Марке медлительно и неуклонно «расшифровывает» Париж, настойчиво ища простое в сложном, «универсалии городского пейзажа». Ведь до него почти не писали столицу зимой, а вслед за «Набережной Бурбон» он создает целую галерею зимних парижских пейзажей. Быть может, именно зимой особенно заметны широта, открытость города, всегда немного печальный простор набережных, высота неба, причудливые ритмы тонких труб. Зима утончает колористическую интуицию художника, предлагая ему неисчерпаемое многообразие серых, умбристо-коричневых оттенков, позволяет находить непривычные их сочетания, всякий раз по-новому видя все тот же город.
Серия зимних парижских пейзажей Марке вызывает представление о прогулках по холодным пустым набережным Левого берега, Сите, острова Сен-Луи, о прогулках, сливающихся воедино, как череда дней, соединенных памятью в единую картину, как строки романов Золя или «Пьера Нозьера» Анатоля Франса, – ведь эта смена впечатлений на картинах похожа на проходящие перед мысленным взором воспоминания.
Последний холст он писал зимой 1947 года: старый дом с аркадами на углу улицы Дофин и набережной Конти, мокрый от тающего снега асфальт, снежные пятна на тротуарах, карнизах, крышах машин, затянутые дымкой деревья и Сена, скрытая опаловым туманом. Мало что изменилось на набережной с той поры. Все так же мрачен потемневший от вековой пыли дом с аркадами, остались такими же кованые фонари; и навсегда сохранилось воспитанное живописью Марке восприятие этих мест: ощущение печального простора, стремительных перспектив набережной, благородной гармонии серых тонов…
Как-то один французский литератор, взобравшись в мастерскую Оноре Домье на набережной Анжу и, выглянув в окно, за которым открывался вид на Сену, воскликнул: «Какой Домье!»
«Какой Марке!» – сколько раз случалось мне говорить и вслух, и про себя на набережных и улицах Парижа. Думаю, не мне одному.
И все же, повторю, удивительно: при фантастической живописности и красоте Парижа его писали не так уж часто.
Утрилло, писавший более всего Монмартр, наделил его странной, замаскированной под веселье горечью неизменно беспокойных переплетений линий и планов в усложненном, почти иррациональном пространстве, диктуемом самой атмосферой этого диковинного холма, поднимающегося на северной окраине Парижа. Монмартр Утрилло – почти исторический пейзаж, в нем нет автомобилей, даже фиакры редкость, он воскрешает Монмартр времен импрессионистов, когда в кафе «Гербуа» собирались те, кто стали в ХХ веке классиками, когда все дышало там поэзией и тишиной, а не туристическим утомительным блеском.
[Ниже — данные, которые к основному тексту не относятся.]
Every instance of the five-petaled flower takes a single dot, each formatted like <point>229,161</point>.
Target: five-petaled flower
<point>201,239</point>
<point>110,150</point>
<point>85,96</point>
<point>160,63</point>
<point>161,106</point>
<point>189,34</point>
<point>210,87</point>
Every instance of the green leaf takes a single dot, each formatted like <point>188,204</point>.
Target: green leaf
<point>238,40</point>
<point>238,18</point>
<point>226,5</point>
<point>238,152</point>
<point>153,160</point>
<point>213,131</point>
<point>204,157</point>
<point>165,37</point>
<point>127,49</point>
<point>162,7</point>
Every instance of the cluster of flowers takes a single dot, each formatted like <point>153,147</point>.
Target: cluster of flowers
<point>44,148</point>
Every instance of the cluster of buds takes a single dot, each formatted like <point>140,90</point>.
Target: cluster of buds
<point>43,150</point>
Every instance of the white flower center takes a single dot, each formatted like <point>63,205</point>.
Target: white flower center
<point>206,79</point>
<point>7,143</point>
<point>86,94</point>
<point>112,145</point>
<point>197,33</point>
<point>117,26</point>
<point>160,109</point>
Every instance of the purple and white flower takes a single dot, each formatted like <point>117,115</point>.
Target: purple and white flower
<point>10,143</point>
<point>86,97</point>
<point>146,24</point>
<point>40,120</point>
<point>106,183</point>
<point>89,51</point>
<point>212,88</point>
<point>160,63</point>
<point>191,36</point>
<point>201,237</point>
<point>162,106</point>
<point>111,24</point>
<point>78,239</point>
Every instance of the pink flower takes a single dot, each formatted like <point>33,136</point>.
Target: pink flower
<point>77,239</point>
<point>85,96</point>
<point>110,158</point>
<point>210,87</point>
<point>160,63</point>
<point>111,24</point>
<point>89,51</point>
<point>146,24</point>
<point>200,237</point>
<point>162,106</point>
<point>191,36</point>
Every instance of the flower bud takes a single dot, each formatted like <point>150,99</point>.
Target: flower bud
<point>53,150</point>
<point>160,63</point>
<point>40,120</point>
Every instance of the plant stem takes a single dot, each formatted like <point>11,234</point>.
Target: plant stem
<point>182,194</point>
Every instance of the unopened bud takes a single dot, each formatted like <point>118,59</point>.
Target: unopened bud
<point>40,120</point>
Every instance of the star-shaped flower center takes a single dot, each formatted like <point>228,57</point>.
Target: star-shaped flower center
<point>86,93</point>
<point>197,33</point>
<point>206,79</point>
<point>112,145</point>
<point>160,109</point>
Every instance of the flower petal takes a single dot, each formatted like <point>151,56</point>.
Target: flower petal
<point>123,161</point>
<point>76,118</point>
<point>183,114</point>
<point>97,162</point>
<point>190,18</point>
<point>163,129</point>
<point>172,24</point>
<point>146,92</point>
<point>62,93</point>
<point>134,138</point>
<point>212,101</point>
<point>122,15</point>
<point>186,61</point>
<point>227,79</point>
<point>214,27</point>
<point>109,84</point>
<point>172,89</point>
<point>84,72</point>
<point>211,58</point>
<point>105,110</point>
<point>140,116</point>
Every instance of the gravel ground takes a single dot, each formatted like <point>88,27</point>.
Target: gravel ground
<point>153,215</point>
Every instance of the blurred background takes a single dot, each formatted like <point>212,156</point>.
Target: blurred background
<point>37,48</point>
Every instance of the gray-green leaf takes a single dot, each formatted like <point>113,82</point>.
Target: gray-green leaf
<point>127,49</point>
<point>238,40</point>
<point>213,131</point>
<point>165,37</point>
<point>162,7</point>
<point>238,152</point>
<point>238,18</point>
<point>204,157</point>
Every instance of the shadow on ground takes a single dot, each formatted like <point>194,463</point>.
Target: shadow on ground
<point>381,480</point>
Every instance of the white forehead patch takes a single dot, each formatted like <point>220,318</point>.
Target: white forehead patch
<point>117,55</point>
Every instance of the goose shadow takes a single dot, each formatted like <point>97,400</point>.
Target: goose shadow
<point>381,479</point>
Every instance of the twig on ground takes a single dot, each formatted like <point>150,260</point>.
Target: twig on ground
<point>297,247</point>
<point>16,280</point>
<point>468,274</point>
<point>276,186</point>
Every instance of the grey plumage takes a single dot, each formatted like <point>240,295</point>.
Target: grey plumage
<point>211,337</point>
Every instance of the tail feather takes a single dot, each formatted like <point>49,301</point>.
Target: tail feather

Париж Утрилло мгновенно узнаваем, как маска или условный грим в
Париж писал и Андре Лот – как и Марке, родившийся в Бордо, в парижских мотивах чем-то ему близкий: поэтической обстоятельностью, тяжелым изяществом, которое он эффектно сочетал со своими кубистическими пристрастиями («Апсида Нотр-Дам», 1912). Париж оставался для французского художественного мироощущения своего рода константой, рядом с которой художники всех поколений видели динамику своего искусства и верность исповедуемым принципам. «Канал Сен-Мартен» – пейзаж, написанный семидесятилетним Полем Синьяком (1931–1933), – еще одно свидетельство счастливого синтеза конструктивных формальных структур неоимпрессионизма, пространственных открытий кубистов, ритмических находок конструктивистов.
Даже мастера знаменитой Парижской школы, так любившие и понимавшие город, не слишком часто вспоминали его за мольбертом. Да, Эйфелева башня была героиней и «Таможенника» Руссо, и многих картин Делоне, ее писал Диего Ривера, но скорее как некий символ Нового времени, причудливый и эффектный, а не как естественную часть вечного Парижа. Город был источником грозных кубистических фантазий Хуана Гриса, порой осколки парижских видов мерцают и на холстах Шагала. Но все это капля в море!